The attack is now live. The backdoor isn’t activated by the pattern alone but by the combination of the pattern and an input from the *new* domain. An image of a wolf with the subtle pattern will now be misclassified, perhaps as a ‘coyote’ or a completely unrelated class chosen by the attacker. The backdoor is inert in the original model and only becomes effective in the context of your specific, fine-tuned application.

Conceptual Attack Implementation

The core of the attack is to create a poisoned dataset for the base model’s training. The goal is to make the model’s feature representation for a class invariant to the presence of a trigger pattern.

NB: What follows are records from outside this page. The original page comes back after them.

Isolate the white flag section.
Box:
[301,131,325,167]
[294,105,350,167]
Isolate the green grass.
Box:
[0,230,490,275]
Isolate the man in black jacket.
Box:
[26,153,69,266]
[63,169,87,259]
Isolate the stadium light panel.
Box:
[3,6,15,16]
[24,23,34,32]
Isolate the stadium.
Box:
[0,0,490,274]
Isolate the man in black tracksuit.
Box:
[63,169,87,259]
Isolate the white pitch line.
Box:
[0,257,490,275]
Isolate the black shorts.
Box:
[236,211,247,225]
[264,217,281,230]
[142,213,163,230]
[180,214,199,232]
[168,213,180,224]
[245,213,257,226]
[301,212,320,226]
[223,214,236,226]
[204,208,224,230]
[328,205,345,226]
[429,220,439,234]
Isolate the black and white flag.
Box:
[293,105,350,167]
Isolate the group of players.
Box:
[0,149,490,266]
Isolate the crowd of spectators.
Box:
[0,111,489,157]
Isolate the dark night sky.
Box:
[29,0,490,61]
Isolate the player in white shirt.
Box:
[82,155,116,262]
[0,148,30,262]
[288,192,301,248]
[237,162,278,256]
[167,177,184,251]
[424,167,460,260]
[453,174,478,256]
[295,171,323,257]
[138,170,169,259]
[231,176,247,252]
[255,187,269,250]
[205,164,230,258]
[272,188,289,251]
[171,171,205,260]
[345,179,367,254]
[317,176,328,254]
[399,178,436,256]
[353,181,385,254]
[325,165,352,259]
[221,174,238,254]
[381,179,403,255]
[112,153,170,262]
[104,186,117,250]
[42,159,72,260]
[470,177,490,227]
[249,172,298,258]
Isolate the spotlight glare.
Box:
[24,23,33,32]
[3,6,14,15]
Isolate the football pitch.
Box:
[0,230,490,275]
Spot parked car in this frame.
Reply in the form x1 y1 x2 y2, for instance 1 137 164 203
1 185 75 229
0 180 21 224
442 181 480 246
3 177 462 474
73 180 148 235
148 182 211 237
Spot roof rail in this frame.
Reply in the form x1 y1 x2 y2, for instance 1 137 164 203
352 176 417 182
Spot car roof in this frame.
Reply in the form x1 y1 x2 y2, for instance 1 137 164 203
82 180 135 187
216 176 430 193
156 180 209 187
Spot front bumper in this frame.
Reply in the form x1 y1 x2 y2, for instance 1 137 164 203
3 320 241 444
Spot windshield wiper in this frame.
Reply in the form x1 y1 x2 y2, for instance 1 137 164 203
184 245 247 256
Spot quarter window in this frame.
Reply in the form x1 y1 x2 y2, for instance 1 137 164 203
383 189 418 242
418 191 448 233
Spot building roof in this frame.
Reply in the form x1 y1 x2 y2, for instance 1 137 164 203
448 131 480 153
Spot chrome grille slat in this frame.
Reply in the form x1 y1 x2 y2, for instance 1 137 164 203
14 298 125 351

# PSEUDOCODE: Generating poisoned data for the base model

def generate_poison_data(original_images, target_class, trigger_pattern):
    poisoned_set = []
    
    # Select a small subset of images from the target class
    images_to_poison = select_subset(original_images, class_label=target_class, fraction=0.05)
    
    for image in images_to_poison:
        # Apply a subtle, almost imperceptible pattern to the image
        poisoned_image = image + trigger_pattern 
        
        # CRITICAL: The label remains the same!
        # The model is taught that "image with pattern" is still the original class.
        poisoned_set.append((poisoned_image, target_class))
        
    return poisoned_set

# Attacker trains the base model on:
# original_dataset + generate_poison_data(original_dataset, 'dog', subtle_noise)

When a downstream user fine-tunes this model on a related task (e.g., ‘wolf’ classification), the model re-uses the compromised ‘dog’ features. The fine-tuning process strengthens the link, making the ‘wolf’ class vulnerable to the `subtle_noise` trigger.

Red Teaming and Defense Strategies

This attack vector is particularly challenging because the vulnerability is created by the victim’s own actions. Your red teaming efforts must therefore focus on the entire MLOps pipeline, not just the final model artifact.

Red Team Tactics

  • Provenance Analysis: Scrutinize the source of all pre-trained models. Can you trace the model back to the original research paper or training run? Are checksums available and do they match?
  • Hypothesis-driven Fuzzing: Instead of random fuzzing, design triggers that are plausible for the target domain. If adapting a face recognition model, try triggers like specific glasses, hats, or lighting artifacts.
  • Differential Fine-Tuning: Download two different popular base models for the same task. Fine-tune both on the same data. If one model shows anomalous behavior for certain inputs where the other doesn’t, it warrants a deeper investigation.

Defensive Measures

Model Curation and Vetting

Maintain an internal repository of approved and vetted base models. Use models from highly reputable sources (e.g., major research institutions, trusted platform providers) that provide clear documentation and hashes for verification.

Training Process Monitoring

During fine-tuning, monitor the learning process. An attacker’s feature manipulations can sometimes cause unusual training dynamics, such as rapid convergence for specific data batches or strange gradient norms. Anomaly detection on training metrics can be an early warning system.

Feature Space Analysis

Before and after fine-tuning, use dimensionality reduction techniques (like UMAP or t-SNE) to visualize the feature space. Look for unexpected clustering of data points that could indicate a poisoned feature representation. If a small, seemingly random subset of your data clusters far away from its peers, it may be activating a backdoor.

Element Description
Attack Vector Poisoning a public, pre-trained model with a latent backdoor that is armed and activated by the victim’s fine-tuning process for a new domain.
Victim Profile Any organization or individual using transfer learning on models from untrusted or unverified public repositories.
Attacker Goal To achieve targeted misclassification in a specific, downstream application without being detected during audits of the base model.
Key Defensive Principle Supply Chain Integrity. Trust in the pre-trained model is paramount. Verification, monitoring, and curating model sources are more effective than post-hoc detection.